The town of Deward northwest of Grayling had one of the largest sawmills in Michigan. The town was started in 1900 and named in honor of lumber baron David E. Ward. At one time it had a population of 800 people. It had a ferocious appetite for timber and after all the standing timber was logged off and cut into boards the sawmill closed in 1912 and the town died off. The buildings were dismantled and hauled away and the old sawmill was demolished leaving some concrete foundations.
Eventually, the trees grew back covering over the former townsite hiding it from view. If you know where to look you can still see the foundations and relics of the past. I felt like a modern-day Indiana Jones or Josh Gates, only without the hat, as I trekked through the forest looking for relics of the past.

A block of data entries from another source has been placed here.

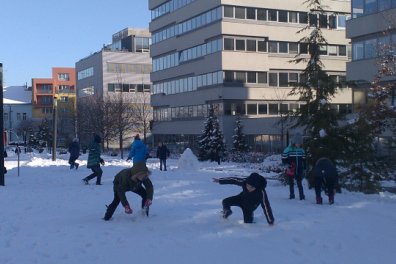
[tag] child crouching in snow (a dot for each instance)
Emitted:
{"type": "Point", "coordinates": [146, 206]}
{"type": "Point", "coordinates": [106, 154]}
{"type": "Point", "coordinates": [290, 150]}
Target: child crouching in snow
{"type": "Point", "coordinates": [249, 199]}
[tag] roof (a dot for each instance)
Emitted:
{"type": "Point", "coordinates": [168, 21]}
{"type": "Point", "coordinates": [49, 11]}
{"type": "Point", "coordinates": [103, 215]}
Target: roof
{"type": "Point", "coordinates": [17, 95]}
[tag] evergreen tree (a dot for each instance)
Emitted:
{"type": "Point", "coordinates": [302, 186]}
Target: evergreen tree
{"type": "Point", "coordinates": [239, 141]}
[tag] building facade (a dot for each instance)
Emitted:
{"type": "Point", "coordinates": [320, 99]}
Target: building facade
{"type": "Point", "coordinates": [121, 68]}
{"type": "Point", "coordinates": [368, 42]}
{"type": "Point", "coordinates": [235, 56]}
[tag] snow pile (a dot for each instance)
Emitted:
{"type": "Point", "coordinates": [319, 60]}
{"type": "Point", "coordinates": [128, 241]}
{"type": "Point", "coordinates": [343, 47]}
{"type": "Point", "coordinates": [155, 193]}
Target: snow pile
{"type": "Point", "coordinates": [188, 161]}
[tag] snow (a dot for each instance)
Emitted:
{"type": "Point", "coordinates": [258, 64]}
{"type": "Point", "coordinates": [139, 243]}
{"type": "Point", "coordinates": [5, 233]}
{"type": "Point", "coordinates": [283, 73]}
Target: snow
{"type": "Point", "coordinates": [49, 216]}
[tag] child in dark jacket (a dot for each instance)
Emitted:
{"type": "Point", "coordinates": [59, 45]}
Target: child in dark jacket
{"type": "Point", "coordinates": [325, 177]}
{"type": "Point", "coordinates": [252, 195]}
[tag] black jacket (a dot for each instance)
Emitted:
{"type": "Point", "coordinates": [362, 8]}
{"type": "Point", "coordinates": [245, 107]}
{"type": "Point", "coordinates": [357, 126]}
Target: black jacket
{"type": "Point", "coordinates": [163, 152]}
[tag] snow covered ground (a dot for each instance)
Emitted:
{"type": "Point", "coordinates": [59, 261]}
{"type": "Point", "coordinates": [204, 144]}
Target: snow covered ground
{"type": "Point", "coordinates": [49, 216]}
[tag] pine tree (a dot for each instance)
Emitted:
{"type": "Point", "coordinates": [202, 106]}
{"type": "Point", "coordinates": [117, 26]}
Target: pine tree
{"type": "Point", "coordinates": [239, 139]}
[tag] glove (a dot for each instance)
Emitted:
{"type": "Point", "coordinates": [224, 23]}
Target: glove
{"type": "Point", "coordinates": [147, 203]}
{"type": "Point", "coordinates": [128, 209]}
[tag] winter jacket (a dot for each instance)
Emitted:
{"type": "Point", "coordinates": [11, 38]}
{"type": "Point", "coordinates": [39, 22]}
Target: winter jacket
{"type": "Point", "coordinates": [296, 156]}
{"type": "Point", "coordinates": [123, 182]}
{"type": "Point", "coordinates": [163, 152]}
{"type": "Point", "coordinates": [74, 149]}
{"type": "Point", "coordinates": [138, 151]}
{"type": "Point", "coordinates": [251, 200]}
{"type": "Point", "coordinates": [94, 155]}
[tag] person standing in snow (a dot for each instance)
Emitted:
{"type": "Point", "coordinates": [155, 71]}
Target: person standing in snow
{"type": "Point", "coordinates": [253, 194]}
{"type": "Point", "coordinates": [94, 161]}
{"type": "Point", "coordinates": [325, 177]}
{"type": "Point", "coordinates": [131, 179]}
{"type": "Point", "coordinates": [138, 151]}
{"type": "Point", "coordinates": [162, 153]}
{"type": "Point", "coordinates": [74, 150]}
{"type": "Point", "coordinates": [294, 156]}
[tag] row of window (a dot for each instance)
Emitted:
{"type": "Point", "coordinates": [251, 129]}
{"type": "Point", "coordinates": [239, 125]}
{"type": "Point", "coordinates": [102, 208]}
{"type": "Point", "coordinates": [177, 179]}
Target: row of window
{"type": "Point", "coordinates": [374, 47]}
{"type": "Point", "coordinates": [331, 21]}
{"type": "Point", "coordinates": [269, 79]}
{"type": "Point", "coordinates": [128, 68]}
{"type": "Point", "coordinates": [186, 26]}
{"type": "Point", "coordinates": [85, 73]}
{"type": "Point", "coordinates": [128, 87]}
{"type": "Point", "coordinates": [367, 7]}
{"type": "Point", "coordinates": [168, 7]}
{"type": "Point", "coordinates": [229, 108]}
{"type": "Point", "coordinates": [242, 44]}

I give exact locations in my Lost In Michigan books and not normally on the internet. Usually, with a little searching on google, you can find the locations of a lot of places but I had a difficult time finding the Deward ruins. I could find a lot of info about Deward, but the location seemed to be vague. I made three trips to the area until I finally found the lost town’s location. The maps show it near an intersection of Manistee River Road and Post Road. Actually, it is about a 1/4 mile south of there.
The best way to find the ruins is from county road 612. Take Manistee River Road north past West Cameron Bridge Road. About a mile and a half north of West Cameron Bridge Road you will see a two-track heading west with a small green sign with a binoculars symbol on it. Go down that road about 100 yards to a parking area. Take the trail down to the river. you will see an old wooden fence with concrete bases at each end left over from the sawmill. From the south base head into the woods about 50 yards and you will see the concrete foundations. You can’t miss them they are huge about the size of a pickup truck. The threaded rods sticking out of the top are about 2 or 3 inches in diameter. Whatever was mounted to them must have been massive.
During the summer you can get there in a car, but I would recommend a truck or SUV, especially in the spring and fall when it is raining a lot. If you want to get out and see something few people have seen, this as a great place to explore. You can see depressions in the ground where buildings once stood and there still is a dry ditch that I assume where logs were floated to the mill.